No dio crédito a lo que oía. Hacía treinta años que su pan favorito era el de harina de Kamut, y los mismos que Bernardo no se equivocaba. Se asustó tanto, que se dio la vuelta sin siquiera pararse a desmentir los dislates del panadero.
—Déjalo, Bernardo, volveré mas tarde —le espetó con prisa por marcharse a la floristería de Rosa, a la cafetería  de Alba y a la carnicería de Alfredo, para verificar que no estaba siendo objeto de una broma pesada.
—Pero... Franz, si yo no me llamo... —fue lo último que escuchó tras cerrarse la puerta a su espalda.

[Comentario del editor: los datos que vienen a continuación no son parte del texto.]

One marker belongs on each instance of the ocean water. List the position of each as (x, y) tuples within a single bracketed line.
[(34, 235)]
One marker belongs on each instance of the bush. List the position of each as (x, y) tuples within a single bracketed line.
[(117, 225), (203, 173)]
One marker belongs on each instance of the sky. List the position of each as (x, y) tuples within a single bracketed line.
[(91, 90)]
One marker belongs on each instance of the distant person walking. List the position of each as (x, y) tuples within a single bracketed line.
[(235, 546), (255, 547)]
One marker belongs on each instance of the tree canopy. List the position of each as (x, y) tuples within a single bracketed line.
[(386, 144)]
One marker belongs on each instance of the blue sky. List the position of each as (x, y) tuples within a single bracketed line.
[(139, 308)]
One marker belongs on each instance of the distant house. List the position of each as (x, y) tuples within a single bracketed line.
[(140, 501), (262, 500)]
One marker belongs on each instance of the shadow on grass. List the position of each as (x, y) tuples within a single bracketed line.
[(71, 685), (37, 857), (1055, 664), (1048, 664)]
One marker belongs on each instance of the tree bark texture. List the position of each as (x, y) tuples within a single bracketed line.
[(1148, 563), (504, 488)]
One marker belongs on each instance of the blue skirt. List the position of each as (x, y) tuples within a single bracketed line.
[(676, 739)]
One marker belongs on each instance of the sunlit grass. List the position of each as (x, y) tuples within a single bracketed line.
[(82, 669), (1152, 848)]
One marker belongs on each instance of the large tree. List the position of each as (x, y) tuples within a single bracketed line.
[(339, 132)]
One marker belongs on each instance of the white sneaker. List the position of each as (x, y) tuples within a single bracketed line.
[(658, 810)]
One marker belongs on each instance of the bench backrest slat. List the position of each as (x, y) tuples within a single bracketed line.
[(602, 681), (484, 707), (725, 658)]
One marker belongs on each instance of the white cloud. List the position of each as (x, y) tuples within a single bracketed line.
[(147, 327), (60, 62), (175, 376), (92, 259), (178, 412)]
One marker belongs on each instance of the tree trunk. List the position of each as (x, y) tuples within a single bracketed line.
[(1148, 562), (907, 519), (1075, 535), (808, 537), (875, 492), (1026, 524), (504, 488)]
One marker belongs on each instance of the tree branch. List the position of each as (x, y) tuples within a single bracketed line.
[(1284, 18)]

Minutos después comprobó que a Franz le gustaban las gardenias, el café expreso en vaso y las carrilleras de ternera, y que Rosa se llamaba Alicia, Alba, Maricarmen, y Alfredo, Marco. La seguridad y discreción con que se habían dirigido los cuatro a Franz, no albergaba la más mínima duda de que no estaba siendo objeto de una burla. Así lo constataron también los demás clientes que se dirigieron a estos tres últimos por sus recientes nombres, y no por los que él recordaba.

Héctor regresó a casa con su nueva identidad, el pan de espelta, las gardenias blancas y unas carrilleras de ternera en la bolsa de la compra, tras tomarse el obligado expreso. Dejó la mercancía sobre la encimera de la cocina y posteriormente fue a su biblioteca, donde eligió el tomo I de las obras completas de Kafka, que empezó a releer, por si allí encontrara alguna explicación a que todos hubieran asumido de buen grado sus nuevos nombres y sus nuevas personalidades, al menos en público, según pudo constatar por sus respectivos silencios interrogativos, cuando articuló con aparente y deliberado descuido sus antiguos apelativos familiares.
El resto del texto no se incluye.